|ASVG file created by Matthead|
I’m trying to understand East Prussia—past and present. Here are a few facts I’ve gleaned through my reading. East Prussia is now divided into three countries: Lithuania, Russian Federation and Poland. The Lithuanian part used to be known as Memelland with the main city being the port of Memel. Today it’s called Klaipeda. The Russian Federation encompasses the former Königsberg (now Kaliningrad) and the former East Prussia’s northern parts. Poland gained the southern two thirds of East Prussia. These political divisions were finalized in 1946. Stalin was eager to have access to a warm seaport on the Baltic. (Now, of course—with the 2014 annexation of Crimea—Russia also warm seaports on the Black Sea. Millions of Germans were displaced. Growing up, most people of the church we attended were displaced Germans from these areas. It’s not until recently that I’ve begun to research and understand the politics behind their relocation to Canada.

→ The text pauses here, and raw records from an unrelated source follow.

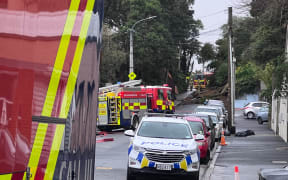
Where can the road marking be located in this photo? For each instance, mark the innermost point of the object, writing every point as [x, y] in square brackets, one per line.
[281, 148]
[104, 168]
[279, 162]
[207, 174]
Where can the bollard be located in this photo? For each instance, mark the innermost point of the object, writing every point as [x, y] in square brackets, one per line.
[236, 171]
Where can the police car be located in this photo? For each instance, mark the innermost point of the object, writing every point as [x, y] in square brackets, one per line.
[163, 145]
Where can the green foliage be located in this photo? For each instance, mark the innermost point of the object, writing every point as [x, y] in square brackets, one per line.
[246, 81]
[221, 75]
[206, 53]
[159, 43]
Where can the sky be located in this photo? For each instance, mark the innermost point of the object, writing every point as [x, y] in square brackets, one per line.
[213, 14]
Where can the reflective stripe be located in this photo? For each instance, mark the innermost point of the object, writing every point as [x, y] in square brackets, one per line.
[49, 173]
[52, 88]
[136, 104]
[143, 107]
[6, 176]
[151, 164]
[183, 164]
[69, 90]
[144, 162]
[176, 166]
[159, 102]
[36, 149]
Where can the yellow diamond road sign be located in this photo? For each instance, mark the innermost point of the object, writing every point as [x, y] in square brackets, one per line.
[132, 75]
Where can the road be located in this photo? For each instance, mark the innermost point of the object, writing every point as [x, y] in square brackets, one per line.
[111, 157]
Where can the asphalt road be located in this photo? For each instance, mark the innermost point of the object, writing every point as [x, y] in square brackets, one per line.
[111, 157]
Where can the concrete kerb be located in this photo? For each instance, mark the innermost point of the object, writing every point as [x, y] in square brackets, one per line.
[209, 170]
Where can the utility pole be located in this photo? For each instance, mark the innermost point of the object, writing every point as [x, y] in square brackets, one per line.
[131, 63]
[231, 75]
[286, 49]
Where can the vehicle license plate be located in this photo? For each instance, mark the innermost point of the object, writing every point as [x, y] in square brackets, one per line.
[164, 167]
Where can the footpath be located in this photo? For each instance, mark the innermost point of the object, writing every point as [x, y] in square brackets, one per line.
[262, 150]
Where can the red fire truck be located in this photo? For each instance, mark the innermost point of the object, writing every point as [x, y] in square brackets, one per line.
[122, 108]
[125, 106]
[49, 71]
[159, 99]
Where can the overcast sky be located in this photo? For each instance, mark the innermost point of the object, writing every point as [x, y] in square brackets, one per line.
[213, 14]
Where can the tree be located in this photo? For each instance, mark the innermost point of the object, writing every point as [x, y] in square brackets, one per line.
[159, 44]
[206, 54]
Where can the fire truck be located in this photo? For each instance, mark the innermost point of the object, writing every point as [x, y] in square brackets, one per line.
[200, 80]
[49, 71]
[159, 98]
[124, 106]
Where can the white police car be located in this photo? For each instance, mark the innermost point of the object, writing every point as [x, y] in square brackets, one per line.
[163, 145]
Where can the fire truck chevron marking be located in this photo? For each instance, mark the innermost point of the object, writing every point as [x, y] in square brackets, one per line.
[69, 91]
[52, 88]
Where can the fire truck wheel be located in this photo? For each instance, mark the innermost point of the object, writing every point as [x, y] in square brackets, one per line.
[135, 123]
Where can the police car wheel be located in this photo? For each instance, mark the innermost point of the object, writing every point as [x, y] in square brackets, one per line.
[135, 123]
[194, 176]
[260, 120]
[207, 158]
[250, 115]
[130, 175]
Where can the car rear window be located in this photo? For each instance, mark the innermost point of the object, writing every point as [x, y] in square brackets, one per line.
[166, 130]
[205, 118]
[214, 119]
[197, 127]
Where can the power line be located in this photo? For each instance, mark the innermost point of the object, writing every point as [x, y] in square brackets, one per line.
[212, 14]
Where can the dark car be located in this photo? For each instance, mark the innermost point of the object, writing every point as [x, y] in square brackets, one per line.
[199, 127]
[210, 126]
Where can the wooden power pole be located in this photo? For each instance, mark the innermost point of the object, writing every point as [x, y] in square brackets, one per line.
[231, 75]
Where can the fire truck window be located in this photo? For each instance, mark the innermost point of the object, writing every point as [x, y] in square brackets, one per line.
[160, 94]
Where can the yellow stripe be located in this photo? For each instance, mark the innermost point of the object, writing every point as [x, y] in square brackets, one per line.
[6, 177]
[183, 164]
[136, 104]
[144, 162]
[69, 91]
[52, 88]
[143, 107]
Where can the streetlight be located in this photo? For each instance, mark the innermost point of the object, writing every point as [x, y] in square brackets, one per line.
[131, 68]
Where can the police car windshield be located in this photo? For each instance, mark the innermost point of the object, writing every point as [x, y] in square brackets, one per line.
[167, 130]
[214, 119]
[196, 127]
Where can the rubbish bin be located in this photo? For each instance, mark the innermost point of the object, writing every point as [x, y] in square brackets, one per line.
[273, 174]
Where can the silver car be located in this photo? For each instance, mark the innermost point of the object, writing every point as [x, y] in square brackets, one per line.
[217, 122]
[251, 109]
[262, 115]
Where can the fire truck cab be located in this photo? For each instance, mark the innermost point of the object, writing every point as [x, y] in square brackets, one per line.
[122, 108]
[159, 99]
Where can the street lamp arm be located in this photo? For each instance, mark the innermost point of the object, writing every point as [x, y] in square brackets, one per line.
[137, 22]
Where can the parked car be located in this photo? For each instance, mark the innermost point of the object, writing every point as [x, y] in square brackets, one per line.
[217, 124]
[198, 126]
[251, 109]
[215, 109]
[262, 115]
[163, 145]
[209, 125]
[223, 114]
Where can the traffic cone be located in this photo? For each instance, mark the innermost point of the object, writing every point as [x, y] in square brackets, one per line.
[236, 171]
[223, 143]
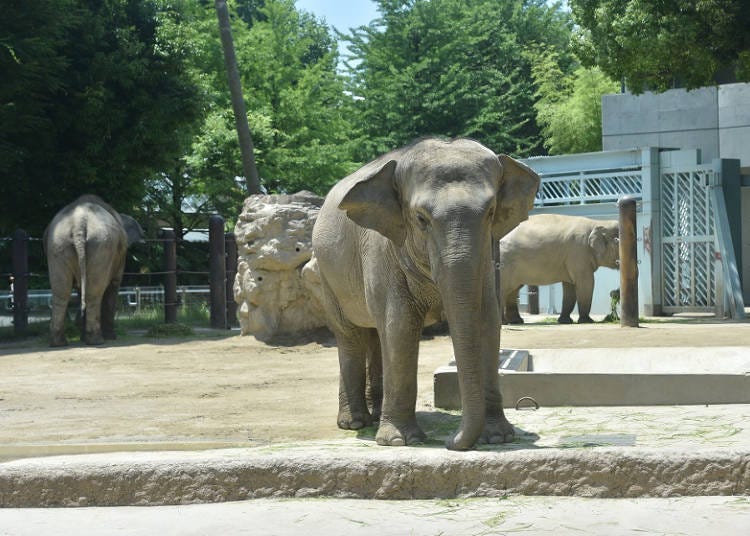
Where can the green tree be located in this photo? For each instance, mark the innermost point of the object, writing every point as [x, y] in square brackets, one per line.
[569, 106]
[297, 109]
[658, 45]
[453, 68]
[90, 99]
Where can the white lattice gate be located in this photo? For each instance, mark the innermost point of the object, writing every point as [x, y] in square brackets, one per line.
[690, 271]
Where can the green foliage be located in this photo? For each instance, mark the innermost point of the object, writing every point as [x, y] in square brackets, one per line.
[569, 106]
[295, 101]
[452, 68]
[90, 97]
[657, 45]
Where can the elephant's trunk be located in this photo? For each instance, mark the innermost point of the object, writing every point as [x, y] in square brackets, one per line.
[461, 285]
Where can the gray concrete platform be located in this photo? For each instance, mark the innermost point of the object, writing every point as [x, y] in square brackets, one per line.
[558, 516]
[614, 377]
[587, 452]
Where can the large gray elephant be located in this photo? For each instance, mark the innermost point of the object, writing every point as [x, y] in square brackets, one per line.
[398, 242]
[549, 248]
[85, 244]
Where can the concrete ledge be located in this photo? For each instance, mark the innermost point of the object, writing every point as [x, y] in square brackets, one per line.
[613, 377]
[366, 471]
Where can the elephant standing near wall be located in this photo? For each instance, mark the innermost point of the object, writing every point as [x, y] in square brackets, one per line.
[85, 244]
[398, 242]
[550, 248]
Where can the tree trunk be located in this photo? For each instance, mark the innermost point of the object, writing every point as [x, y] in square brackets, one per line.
[238, 103]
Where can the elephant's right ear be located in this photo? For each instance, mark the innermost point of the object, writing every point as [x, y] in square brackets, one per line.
[373, 202]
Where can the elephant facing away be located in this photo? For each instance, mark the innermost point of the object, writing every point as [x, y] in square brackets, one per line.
[549, 248]
[85, 244]
[398, 242]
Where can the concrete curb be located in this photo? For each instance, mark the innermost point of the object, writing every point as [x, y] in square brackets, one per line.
[368, 472]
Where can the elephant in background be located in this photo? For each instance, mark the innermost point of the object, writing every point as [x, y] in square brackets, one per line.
[398, 242]
[85, 244]
[549, 248]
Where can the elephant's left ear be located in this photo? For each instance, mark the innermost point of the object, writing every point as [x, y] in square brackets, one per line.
[518, 186]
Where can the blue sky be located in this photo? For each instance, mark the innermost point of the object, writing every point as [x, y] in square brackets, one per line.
[341, 14]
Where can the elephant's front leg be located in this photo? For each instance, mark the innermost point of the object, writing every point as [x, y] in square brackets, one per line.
[584, 296]
[569, 302]
[497, 428]
[354, 345]
[399, 342]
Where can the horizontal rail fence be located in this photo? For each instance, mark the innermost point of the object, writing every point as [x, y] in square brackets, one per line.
[590, 186]
[150, 280]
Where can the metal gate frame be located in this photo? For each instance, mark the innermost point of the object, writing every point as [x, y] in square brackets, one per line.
[691, 268]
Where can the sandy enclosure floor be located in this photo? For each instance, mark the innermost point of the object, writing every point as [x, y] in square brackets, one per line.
[227, 390]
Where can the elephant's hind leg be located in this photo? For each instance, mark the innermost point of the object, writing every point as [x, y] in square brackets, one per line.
[569, 302]
[61, 288]
[109, 308]
[374, 391]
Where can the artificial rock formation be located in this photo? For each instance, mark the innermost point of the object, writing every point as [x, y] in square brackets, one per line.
[274, 235]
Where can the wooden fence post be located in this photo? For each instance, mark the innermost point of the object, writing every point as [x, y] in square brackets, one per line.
[20, 282]
[533, 299]
[230, 245]
[217, 269]
[628, 263]
[170, 276]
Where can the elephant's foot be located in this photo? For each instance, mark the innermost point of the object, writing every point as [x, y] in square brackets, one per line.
[353, 420]
[390, 434]
[497, 430]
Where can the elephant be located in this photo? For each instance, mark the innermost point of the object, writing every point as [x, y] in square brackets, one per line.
[551, 248]
[406, 237]
[85, 244]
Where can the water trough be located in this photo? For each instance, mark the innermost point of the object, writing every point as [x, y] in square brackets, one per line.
[613, 377]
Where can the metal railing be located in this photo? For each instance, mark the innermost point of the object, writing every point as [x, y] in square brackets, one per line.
[597, 186]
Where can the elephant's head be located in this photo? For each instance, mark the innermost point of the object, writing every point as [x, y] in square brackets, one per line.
[442, 203]
[605, 244]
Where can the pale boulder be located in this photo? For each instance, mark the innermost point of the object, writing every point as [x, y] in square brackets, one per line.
[274, 242]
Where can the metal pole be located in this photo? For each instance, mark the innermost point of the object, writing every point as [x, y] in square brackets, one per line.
[230, 245]
[170, 276]
[628, 263]
[217, 269]
[20, 282]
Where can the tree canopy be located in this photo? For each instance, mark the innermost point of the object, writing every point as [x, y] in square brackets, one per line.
[569, 105]
[660, 45]
[90, 100]
[451, 68]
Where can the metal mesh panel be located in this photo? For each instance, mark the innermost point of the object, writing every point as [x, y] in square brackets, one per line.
[688, 252]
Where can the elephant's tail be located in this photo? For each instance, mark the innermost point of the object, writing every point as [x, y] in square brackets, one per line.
[79, 242]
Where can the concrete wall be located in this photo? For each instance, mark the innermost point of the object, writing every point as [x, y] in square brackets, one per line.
[715, 120]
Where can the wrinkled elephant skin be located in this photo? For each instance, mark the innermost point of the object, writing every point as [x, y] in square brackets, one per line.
[550, 248]
[85, 244]
[398, 242]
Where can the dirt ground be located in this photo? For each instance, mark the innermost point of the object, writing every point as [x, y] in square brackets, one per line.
[219, 389]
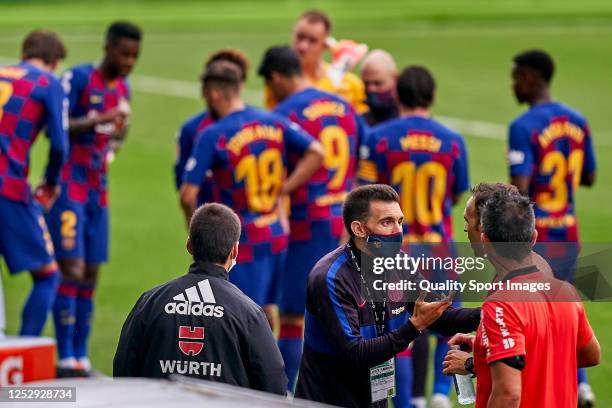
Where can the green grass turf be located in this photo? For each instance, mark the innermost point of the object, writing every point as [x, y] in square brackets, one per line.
[467, 44]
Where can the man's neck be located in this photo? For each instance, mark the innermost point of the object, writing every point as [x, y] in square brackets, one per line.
[541, 97]
[314, 72]
[298, 84]
[421, 112]
[37, 62]
[359, 244]
[107, 73]
[233, 105]
[503, 266]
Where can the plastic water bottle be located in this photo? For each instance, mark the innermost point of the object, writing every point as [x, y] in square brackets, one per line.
[464, 386]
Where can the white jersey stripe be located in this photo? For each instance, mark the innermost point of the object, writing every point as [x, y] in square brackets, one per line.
[192, 294]
[206, 291]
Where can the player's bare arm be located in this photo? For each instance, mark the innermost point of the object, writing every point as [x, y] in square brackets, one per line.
[86, 124]
[188, 196]
[306, 167]
[589, 355]
[506, 390]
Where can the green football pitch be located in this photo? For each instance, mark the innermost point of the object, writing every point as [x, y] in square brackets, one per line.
[468, 45]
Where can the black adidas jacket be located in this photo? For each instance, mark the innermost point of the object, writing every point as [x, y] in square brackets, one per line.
[202, 326]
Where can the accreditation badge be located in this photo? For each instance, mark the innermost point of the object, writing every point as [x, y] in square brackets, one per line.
[382, 381]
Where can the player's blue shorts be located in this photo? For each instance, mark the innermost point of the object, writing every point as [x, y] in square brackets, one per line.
[25, 243]
[79, 231]
[259, 278]
[301, 258]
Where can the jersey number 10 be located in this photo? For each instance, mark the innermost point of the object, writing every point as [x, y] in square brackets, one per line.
[422, 191]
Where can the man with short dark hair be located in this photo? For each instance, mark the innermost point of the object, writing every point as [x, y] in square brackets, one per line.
[315, 216]
[427, 164]
[200, 325]
[98, 110]
[310, 40]
[247, 150]
[193, 127]
[473, 210]
[349, 336]
[550, 155]
[31, 98]
[379, 76]
[513, 357]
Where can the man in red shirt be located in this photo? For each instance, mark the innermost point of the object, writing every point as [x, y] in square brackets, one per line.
[528, 342]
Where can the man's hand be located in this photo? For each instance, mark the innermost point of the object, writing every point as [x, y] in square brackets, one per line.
[454, 362]
[114, 115]
[46, 195]
[425, 313]
[460, 339]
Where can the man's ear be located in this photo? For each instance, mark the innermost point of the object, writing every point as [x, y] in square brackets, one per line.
[358, 229]
[234, 252]
[53, 66]
[484, 238]
[189, 247]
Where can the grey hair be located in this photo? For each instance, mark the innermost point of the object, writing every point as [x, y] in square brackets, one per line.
[508, 220]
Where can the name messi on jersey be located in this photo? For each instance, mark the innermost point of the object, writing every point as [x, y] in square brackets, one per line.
[558, 130]
[421, 141]
[324, 108]
[253, 133]
[12, 72]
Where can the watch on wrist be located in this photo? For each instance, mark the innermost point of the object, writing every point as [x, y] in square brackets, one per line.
[469, 365]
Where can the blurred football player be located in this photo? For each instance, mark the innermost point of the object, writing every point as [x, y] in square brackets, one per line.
[427, 164]
[98, 114]
[550, 154]
[315, 216]
[247, 150]
[31, 98]
[379, 75]
[310, 41]
[194, 126]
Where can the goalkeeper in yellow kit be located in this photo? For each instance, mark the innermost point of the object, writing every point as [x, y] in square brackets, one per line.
[310, 40]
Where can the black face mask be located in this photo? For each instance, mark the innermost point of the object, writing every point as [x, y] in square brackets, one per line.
[382, 104]
[384, 246]
[213, 114]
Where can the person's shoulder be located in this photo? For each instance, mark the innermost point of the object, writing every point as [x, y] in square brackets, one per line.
[353, 80]
[192, 123]
[388, 127]
[522, 119]
[329, 266]
[241, 304]
[441, 130]
[570, 112]
[81, 70]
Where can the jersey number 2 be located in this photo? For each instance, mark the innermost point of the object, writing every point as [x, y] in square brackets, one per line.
[6, 90]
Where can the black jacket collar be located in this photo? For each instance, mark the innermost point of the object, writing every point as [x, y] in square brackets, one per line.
[208, 269]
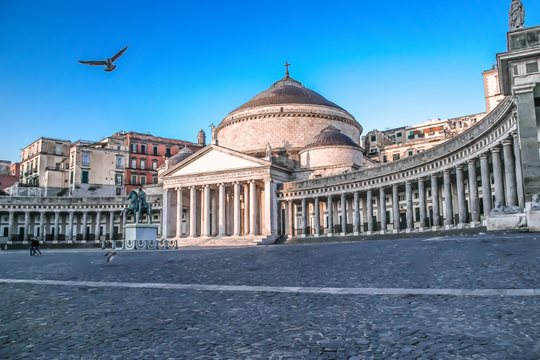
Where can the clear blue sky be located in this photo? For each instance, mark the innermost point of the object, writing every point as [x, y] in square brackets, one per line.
[189, 63]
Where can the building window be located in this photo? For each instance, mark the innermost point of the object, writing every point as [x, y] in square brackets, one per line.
[84, 177]
[119, 162]
[85, 158]
[532, 68]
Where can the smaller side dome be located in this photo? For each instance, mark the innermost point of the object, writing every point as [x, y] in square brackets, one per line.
[331, 136]
[181, 156]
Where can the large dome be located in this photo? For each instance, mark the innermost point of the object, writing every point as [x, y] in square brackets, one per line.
[287, 91]
[287, 116]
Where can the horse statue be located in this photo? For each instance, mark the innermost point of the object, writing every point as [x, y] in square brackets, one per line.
[138, 206]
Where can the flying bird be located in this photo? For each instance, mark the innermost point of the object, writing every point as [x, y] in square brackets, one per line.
[111, 254]
[109, 66]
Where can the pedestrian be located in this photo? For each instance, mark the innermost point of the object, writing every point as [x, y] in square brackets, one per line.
[34, 247]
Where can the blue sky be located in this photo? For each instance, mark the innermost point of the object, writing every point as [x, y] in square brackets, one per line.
[189, 63]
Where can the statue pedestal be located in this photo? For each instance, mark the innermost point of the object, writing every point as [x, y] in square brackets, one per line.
[533, 221]
[506, 222]
[140, 236]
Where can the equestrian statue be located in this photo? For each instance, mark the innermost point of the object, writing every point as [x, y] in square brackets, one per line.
[138, 206]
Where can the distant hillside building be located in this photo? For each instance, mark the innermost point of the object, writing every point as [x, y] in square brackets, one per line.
[395, 144]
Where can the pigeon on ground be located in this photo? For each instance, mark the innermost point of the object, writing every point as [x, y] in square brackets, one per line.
[109, 66]
[111, 254]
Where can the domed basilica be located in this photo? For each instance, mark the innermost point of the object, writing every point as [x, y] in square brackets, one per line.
[228, 189]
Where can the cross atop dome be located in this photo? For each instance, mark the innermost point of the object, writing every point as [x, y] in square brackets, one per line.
[287, 69]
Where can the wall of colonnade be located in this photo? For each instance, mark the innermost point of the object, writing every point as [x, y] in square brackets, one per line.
[58, 219]
[453, 185]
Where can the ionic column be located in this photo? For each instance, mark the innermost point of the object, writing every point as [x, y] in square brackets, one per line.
[510, 174]
[11, 222]
[497, 175]
[192, 212]
[435, 200]
[221, 210]
[56, 225]
[253, 208]
[290, 218]
[304, 216]
[26, 225]
[164, 215]
[42, 226]
[246, 209]
[98, 227]
[330, 214]
[395, 207]
[486, 184]
[473, 192]
[382, 209]
[369, 216]
[207, 230]
[449, 211]
[519, 172]
[236, 215]
[343, 215]
[317, 220]
[85, 224]
[70, 227]
[408, 197]
[462, 208]
[356, 213]
[179, 211]
[422, 202]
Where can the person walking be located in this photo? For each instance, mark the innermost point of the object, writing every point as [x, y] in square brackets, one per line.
[34, 247]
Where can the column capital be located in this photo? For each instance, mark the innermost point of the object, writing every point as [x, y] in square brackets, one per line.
[507, 142]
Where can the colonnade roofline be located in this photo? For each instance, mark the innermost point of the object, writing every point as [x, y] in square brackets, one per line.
[480, 138]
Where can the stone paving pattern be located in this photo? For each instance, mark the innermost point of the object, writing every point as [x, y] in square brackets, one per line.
[78, 322]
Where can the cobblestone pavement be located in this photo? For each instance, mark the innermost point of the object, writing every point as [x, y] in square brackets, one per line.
[82, 322]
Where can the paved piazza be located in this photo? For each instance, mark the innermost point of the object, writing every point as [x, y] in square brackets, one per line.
[362, 300]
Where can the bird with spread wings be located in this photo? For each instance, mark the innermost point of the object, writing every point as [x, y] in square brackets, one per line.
[109, 66]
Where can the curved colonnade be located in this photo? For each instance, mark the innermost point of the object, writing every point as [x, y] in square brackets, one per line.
[455, 184]
[68, 220]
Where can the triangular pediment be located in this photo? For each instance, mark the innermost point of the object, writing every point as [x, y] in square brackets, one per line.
[213, 159]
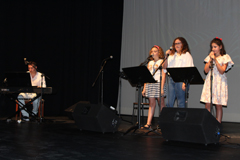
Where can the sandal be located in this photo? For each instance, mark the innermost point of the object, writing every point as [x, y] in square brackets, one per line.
[147, 126]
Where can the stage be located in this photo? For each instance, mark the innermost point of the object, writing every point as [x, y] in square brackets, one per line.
[60, 138]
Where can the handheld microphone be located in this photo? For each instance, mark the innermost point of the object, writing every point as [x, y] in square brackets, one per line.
[170, 50]
[25, 61]
[150, 56]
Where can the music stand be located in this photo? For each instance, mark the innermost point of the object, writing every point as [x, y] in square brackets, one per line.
[137, 76]
[188, 75]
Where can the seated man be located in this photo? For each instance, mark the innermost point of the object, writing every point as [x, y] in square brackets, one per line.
[36, 80]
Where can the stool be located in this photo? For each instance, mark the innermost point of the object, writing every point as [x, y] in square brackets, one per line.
[26, 101]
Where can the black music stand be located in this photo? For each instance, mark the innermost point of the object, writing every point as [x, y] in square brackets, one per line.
[137, 76]
[188, 75]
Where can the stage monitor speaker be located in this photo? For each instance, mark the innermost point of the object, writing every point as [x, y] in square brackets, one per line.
[189, 125]
[71, 109]
[95, 117]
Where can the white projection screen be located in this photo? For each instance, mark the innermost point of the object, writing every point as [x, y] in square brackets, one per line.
[159, 22]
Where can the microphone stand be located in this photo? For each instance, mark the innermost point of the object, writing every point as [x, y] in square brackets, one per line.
[41, 100]
[160, 96]
[100, 72]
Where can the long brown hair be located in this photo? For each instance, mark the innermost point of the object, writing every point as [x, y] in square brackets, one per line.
[185, 47]
[160, 52]
[218, 41]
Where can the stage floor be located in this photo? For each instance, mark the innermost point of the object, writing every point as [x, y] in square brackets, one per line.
[60, 138]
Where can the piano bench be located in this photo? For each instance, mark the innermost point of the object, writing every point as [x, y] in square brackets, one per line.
[26, 101]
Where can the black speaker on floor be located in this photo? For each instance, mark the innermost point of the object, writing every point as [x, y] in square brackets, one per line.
[189, 125]
[96, 117]
[71, 109]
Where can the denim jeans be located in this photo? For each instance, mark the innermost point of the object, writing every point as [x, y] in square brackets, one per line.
[175, 92]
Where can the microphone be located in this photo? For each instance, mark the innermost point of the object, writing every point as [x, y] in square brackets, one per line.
[111, 57]
[25, 61]
[150, 56]
[170, 50]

I’m eager to visit the former East Prussia. The trip I’m planning involves cycling along the Baltic through three countries. It should be a good way to explore the landscape that my mom and her family traveled as they tried (and failed) to escape the Red Army. But I plan on going in September, not January.
From the book, Als die Deutsche weg waren, (After the Germans left), I get the distinct impression that the Russian Federation is not a prosperous place. It’s a wasteland—its current citizens resentful of being forced to live so far from the rest of Russia. Only Kaliningrad received a facelift, commemorating it’s 750thbirthday, back in 2005. Putin knows that many Germans are nostalgic for the old city and tourism is a big draw. I plan on celebrating my birthday this year by watching a World Cup Soccer game on TV to be played in Kaliningrad.